What You Need to Know About COVID-19 Inspections

Since the Government began urging people back to work the Health and Safety Executive (HSE) have been working with businesses, local councils and local public health authorities to ensure businesses are COVID-secure. One of the main ways the HSE have been ensuring businesses are COVID-secure is by carrying out random inspections.

Ensuring your business meets the HSE requirements of being COVID-secure means adapting your workplace to comply with current guidance and implementing safeguards to mitigate the risks of coronavirus to protect your workers and others.
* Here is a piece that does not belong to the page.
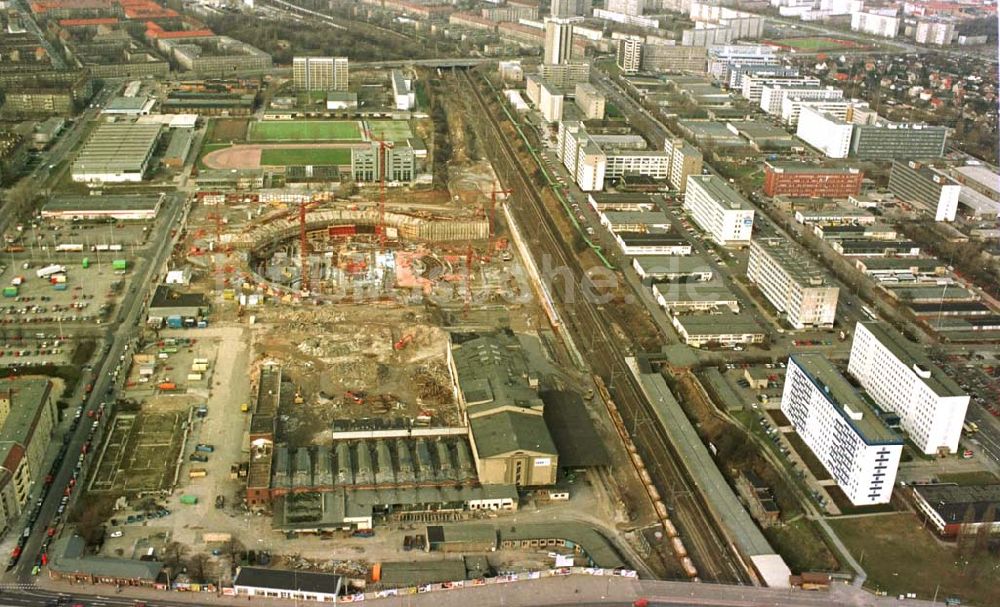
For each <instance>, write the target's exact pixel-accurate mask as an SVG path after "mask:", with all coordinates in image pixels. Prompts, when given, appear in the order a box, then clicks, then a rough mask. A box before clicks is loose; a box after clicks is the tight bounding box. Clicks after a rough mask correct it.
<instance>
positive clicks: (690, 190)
mask: <svg viewBox="0 0 1000 607" xmlns="http://www.w3.org/2000/svg"><path fill="white" fill-rule="evenodd" d="M692 185H694V186H695V187H699V188H701V189H702V190H704V191H705V193H706V194H708V195H709V197H710V198H712V199H713V200H715V201H716V202H719V203H721V204H722V205H725V206H726V207H727V208H728V209H729V210H731V211H752V210H754V207H753V205H751V204H750V203H749V202H747V201H746V200H745V199H744V198H743V197H742V196H740V194H739V193H738V192H737V191H736V190H734V189H733V188H732V187H731V186H730V185H729V184H728V183H726V180H725V179H723V178H722V177H719V176H718V175H689V176H688V181H687V187H688V197H690V196H691V186H692Z"/></svg>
In recent announcements the HSE stated all businesses can take the following practical steps to control the risks of coronavirus in the workplace:

  • Carry out a COVID-19 risk assessment
  • Develop increased cleaning, hand washing and hygiene procedures
  • Maintain 2m social distancing where possible
  • Where people cannot be 2m apart, manage transmission risk

Waste Management concerns

Although the above key measures seem at first glance relatively easy to implement, some businesses in waste management may struggle to adapt to some of the measures specifically, such as wearing face coverings in enclosed spaces & maintaining distance of at least 1 metre+.

Adapting to these measures can also be quite expensive, especially given the measures are subject to further changes which businesses must be alert to and respond quickly to in order to achieve compliance.

Preparing for COVID-19 inpsection

Most inspections thus far have been conducted by way of ‘spot checks’, with the HSE calling businesses and/or visiting sites to ensure compliance. Inspectors may also request visual evidence and video footage prior to attending the site.

Given the possible requests that can be made of businesses, it is crucial your business is adhering to COVID-secure guidance and has effective risk management in place, especially given the above ‘spot checks’ are random so you will not get much notice of an inspection.

Some of the common issues arising from inspections include:

  • Failing to provide arrangements for monitoring, supervising and maintaining social distancing
  • Failing to introduce an adequate cleaning regime – especially at busy times of the day
  • Failing providing access to welfare facilities to allow employees to frequently wash their hands with warm water and soap

Actions the HSE may take following an inspection

The HSE have stated if they conclude from an inspection that a business is failing to manage risk and protect workers and visitors, they will take immediate action. This can range from giving specific advice, issuing enforcement notices, stopping specific work practices until they are made safe and, where businesses fail to comply, this could result in prosecution.